United Nations 311 (photo credit: REUTERS)
United Nations 311
(photo credit: REUTERS)
NEW YORK – Reports Monday suggested that Libya has appointed a former foreign minister, Ali Abdussalam Treki, as its ambassador to the United Nations, replacing an envoy who renounced Libyan leader Muammar Gaddafi.
United Nations representatives confirmed Monday that Secretary-General Ban Ki-moon’s office had received correspondence from Libyan authorities naming Treki as Libya’s designated permanent representative. The UN has also received a letter, currently under consideration, withdrawing the credentials of Libya’s current permanent representative, Muhammad Shalgham, and deputy permanent representative, Ibrahim Dabbashi.
Martin Nesirky, a spokesman for Ban, said he was unaware of any recent contact with Treki by the secretary-general.
Treki was a UN ambassador for many years, serving from 1982 to 1984, from 1986 to 1990 and most recently in 2003. He was Libya’s ambassador to France from 1995 to 1999, its permanent representative to the League of Arab States in Cairo from 1991 to 1994, and Libya’s foreign minister from 1977 to 1980.
Treki was elected president of the UN General Assembly in 2010, where he served for the year and became popular among non-democratic nations at the UN.

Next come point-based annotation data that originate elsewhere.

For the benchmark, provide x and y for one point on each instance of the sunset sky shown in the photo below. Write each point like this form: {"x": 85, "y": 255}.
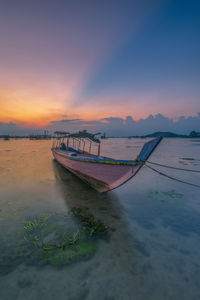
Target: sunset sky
{"x": 93, "y": 60}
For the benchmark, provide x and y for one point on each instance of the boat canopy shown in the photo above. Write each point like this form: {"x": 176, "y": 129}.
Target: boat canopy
{"x": 84, "y": 134}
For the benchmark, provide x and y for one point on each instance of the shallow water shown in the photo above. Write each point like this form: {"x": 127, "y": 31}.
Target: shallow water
{"x": 151, "y": 250}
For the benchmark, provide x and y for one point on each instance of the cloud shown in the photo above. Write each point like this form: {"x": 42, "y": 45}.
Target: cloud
{"x": 113, "y": 126}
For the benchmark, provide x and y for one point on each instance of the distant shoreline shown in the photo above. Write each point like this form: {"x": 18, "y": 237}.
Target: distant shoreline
{"x": 168, "y": 134}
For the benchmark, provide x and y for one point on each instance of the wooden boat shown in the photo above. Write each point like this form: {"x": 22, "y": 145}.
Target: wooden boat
{"x": 74, "y": 152}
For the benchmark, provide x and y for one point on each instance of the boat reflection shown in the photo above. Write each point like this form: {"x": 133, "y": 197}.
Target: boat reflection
{"x": 105, "y": 207}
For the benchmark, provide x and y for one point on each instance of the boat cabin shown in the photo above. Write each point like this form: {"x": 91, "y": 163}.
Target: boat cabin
{"x": 81, "y": 142}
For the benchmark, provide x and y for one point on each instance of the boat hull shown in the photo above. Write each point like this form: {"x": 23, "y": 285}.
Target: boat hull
{"x": 104, "y": 174}
{"x": 100, "y": 176}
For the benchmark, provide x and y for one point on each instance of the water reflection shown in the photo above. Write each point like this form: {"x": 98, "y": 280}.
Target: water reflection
{"x": 107, "y": 208}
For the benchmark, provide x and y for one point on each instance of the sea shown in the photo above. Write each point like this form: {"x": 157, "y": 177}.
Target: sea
{"x": 60, "y": 239}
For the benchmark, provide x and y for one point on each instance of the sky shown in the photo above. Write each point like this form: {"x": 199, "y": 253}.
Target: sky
{"x": 127, "y": 67}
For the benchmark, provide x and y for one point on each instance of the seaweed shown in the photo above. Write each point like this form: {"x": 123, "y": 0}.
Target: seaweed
{"x": 90, "y": 225}
{"x": 59, "y": 247}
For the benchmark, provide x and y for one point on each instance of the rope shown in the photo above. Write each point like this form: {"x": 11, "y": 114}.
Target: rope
{"x": 175, "y": 168}
{"x": 173, "y": 178}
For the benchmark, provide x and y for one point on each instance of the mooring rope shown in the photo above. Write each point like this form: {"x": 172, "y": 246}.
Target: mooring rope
{"x": 175, "y": 168}
{"x": 173, "y": 178}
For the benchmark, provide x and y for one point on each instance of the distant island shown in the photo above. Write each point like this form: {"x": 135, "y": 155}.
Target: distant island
{"x": 167, "y": 134}
{"x": 192, "y": 134}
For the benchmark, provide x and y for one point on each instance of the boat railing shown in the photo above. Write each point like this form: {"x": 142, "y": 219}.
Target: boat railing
{"x": 79, "y": 144}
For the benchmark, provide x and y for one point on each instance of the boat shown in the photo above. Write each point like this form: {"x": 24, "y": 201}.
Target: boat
{"x": 79, "y": 153}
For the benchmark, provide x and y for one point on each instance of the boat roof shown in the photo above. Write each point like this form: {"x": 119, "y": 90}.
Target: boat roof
{"x": 84, "y": 134}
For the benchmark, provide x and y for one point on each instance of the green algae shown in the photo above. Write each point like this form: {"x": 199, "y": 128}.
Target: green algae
{"x": 56, "y": 239}
{"x": 90, "y": 225}
{"x": 164, "y": 196}
{"x": 51, "y": 243}
{"x": 61, "y": 257}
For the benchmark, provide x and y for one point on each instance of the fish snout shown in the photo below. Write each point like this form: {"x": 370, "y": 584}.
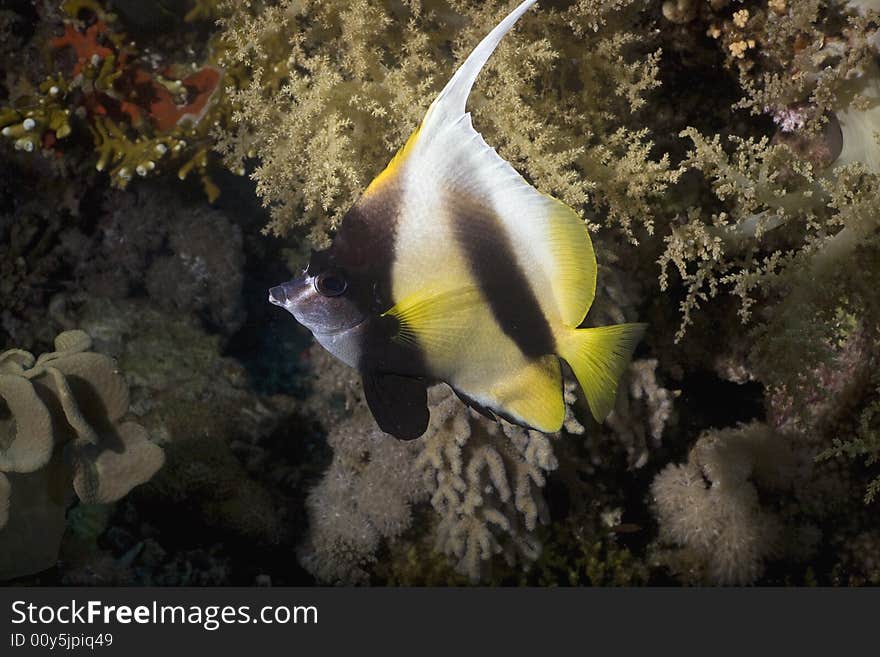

In 1983, he urged member states in a speech at the UN to “look around New York. Who are the owners of pornographic film operations and houses? Is it not the Jews who are exploiting the American people and trying to debase them? If we succeed in eliminating that entity, we shall by the same token save the American and European peoples.”
Recognition of countries is a matter for member states, Nesirky said. Libya is a recognized UN member state, and, as with all member states, can designate whom it chooses as its representative at the United Nations.